Quant à la messagerie électronique, elle s’est  affirmée depuis vingt ans comme le moyen de communication le plus démocratique car c’est une technologie indépendante de toute autre application. C’est que qu’explique l’expert britannique James LAPPIN dans le MOOC du CR2PA « Le mail dans tous ses états » (2016) : « La particularité de l’email est d’être entièrement indépendant d’une application. L’email n’est pas une application, c’est un protocole, défini au début des années 1970. C’est ce protocole qui assure la longévité de l’email : si l’email a perduré à l’ère Internet, alors que d’autres applications sont déjà passées de l’apogée au déclin, c’est parce que l’email n’est dépendant d’aucune application. Personne n’est propriétaire de l’email ».

 

A priori, tout le monde peut avoir une adresse mail indépendante

Il se trouve que, contrairement à la très grande majorité des gens (donc en accord avec une petite minorité), j’ai décidé d’utiliser une adresse de messagerie personnelle, et même doublement personnelle puisque non seulement l’intitulé qui se trouve avant l’arobase (mac – mes initiales) mais également le nom de domaine qui se trouve après l’arobase (marieannechabin.fr) me sont personnels.

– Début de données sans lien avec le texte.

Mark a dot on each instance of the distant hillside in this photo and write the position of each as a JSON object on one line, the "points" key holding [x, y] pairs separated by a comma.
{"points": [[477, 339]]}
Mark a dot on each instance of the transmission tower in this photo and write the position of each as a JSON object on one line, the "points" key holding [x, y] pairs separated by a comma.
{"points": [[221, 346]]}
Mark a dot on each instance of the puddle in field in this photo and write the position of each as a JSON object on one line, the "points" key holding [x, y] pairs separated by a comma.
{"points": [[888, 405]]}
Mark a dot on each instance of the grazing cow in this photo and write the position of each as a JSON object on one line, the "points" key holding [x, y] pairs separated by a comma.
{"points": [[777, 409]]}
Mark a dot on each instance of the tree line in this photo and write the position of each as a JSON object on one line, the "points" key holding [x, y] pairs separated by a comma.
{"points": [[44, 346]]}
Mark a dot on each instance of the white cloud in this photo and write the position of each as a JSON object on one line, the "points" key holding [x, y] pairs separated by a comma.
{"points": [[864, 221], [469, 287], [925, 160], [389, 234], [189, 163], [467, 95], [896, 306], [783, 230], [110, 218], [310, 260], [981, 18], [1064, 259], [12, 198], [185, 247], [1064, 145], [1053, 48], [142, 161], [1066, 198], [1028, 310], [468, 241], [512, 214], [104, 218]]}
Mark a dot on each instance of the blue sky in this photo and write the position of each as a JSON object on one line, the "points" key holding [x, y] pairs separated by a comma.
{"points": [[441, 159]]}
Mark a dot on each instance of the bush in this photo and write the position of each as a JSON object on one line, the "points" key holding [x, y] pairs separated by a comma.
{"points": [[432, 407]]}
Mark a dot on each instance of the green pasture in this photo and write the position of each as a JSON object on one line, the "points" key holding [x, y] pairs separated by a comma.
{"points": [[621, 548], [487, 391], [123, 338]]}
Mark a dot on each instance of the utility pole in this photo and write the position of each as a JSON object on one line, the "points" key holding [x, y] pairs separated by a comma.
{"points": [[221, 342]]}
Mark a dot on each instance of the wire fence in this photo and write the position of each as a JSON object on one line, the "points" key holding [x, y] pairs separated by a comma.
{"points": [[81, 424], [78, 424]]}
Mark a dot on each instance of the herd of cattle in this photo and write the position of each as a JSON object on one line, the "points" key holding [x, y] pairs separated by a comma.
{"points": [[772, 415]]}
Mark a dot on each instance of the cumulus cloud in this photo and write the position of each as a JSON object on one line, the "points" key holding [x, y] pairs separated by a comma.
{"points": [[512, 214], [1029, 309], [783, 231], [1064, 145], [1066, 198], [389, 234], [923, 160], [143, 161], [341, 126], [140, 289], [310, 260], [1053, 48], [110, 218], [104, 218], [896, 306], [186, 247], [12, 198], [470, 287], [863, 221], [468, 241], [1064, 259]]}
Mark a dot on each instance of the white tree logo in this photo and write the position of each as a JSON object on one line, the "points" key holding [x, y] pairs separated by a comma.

Le nom de domaine sert d’abord, ou sert aussi, à créer un site Internet : marieannechabin.fr constitue l’URL explicite de mon blog. Il est dès lors facile de créer l’adresse de messagerie liée au site. Ceci dit, il n’est pas besoin d’avoir un site Internet pour avoir un nom de domaine et se créer une adresse de messagerie vraiment personnelle et indépendante. Cela coûte environ 10 € par an. Que peut-on acheter avec 10 euros ? 7 cafés ? 2 tee-shirts fabriqués à Taïwan ? 1,5 place de cinéma ?

Mais pourquoi s’embêter à créer un nom de domaine familial ou individuel quand Gmail, Orange ou Yahoo vous tendent les bras pour fabriquer votre adresse mail au sein de leur réseau? Il suffit de « s’inscrire », l’opérateur s’occupe du reste. Un nom de domaine privé, n’est-ce pas une coquetterie inutile ?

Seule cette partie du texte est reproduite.